Anyway, I do think it is important to separate out the source of your DSS's unhappiness, and his bad behavior. My DSS did something pretty terrible recently (including some property destruction). We ended up tackling it from two directions - he is in counseling to help him work through some grief issues. But he is also making restitution for the damage he caused.

Overall, I would like to see DSS get more consequences for his actions, but DH finds it very difficult to follow through. We've been working on this by talking together to come up with appropriate consequences and especially by projecting into the future and talking through how we will handle things before they come up. Because we are right in the middle of it all now, I can't tell you whether it will solve our problem or not! I can tell you though that it has helped my relationship with DH to be able to discuss and address things together. Doing it all yourself is a recipe for disaster, making you and DSS miserable, I'm afraid.

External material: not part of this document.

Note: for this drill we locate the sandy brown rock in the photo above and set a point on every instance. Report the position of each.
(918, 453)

brdgrl Thu 28-Mar-13 01:12:00

Also? Stop giving him new bikes and ski trips. He's not responding to the reward scheme, so the answer is to stop it and try something else, not up the value of the rewards. Make him earn things, really earn them, not be given them when he 'performs'.

And he is 13? You don't need to serve him three meals a day. Get him involved - he's old enough to make his own simple lunches. He's old enough to cook dinner once a week, even if it just heating up something pre-prepared. (Anyway, delaying a meal until homework is done is not 'child abuse'. Sure, it may not be effective and you may want to rethink your battles, but it is not child abuse.)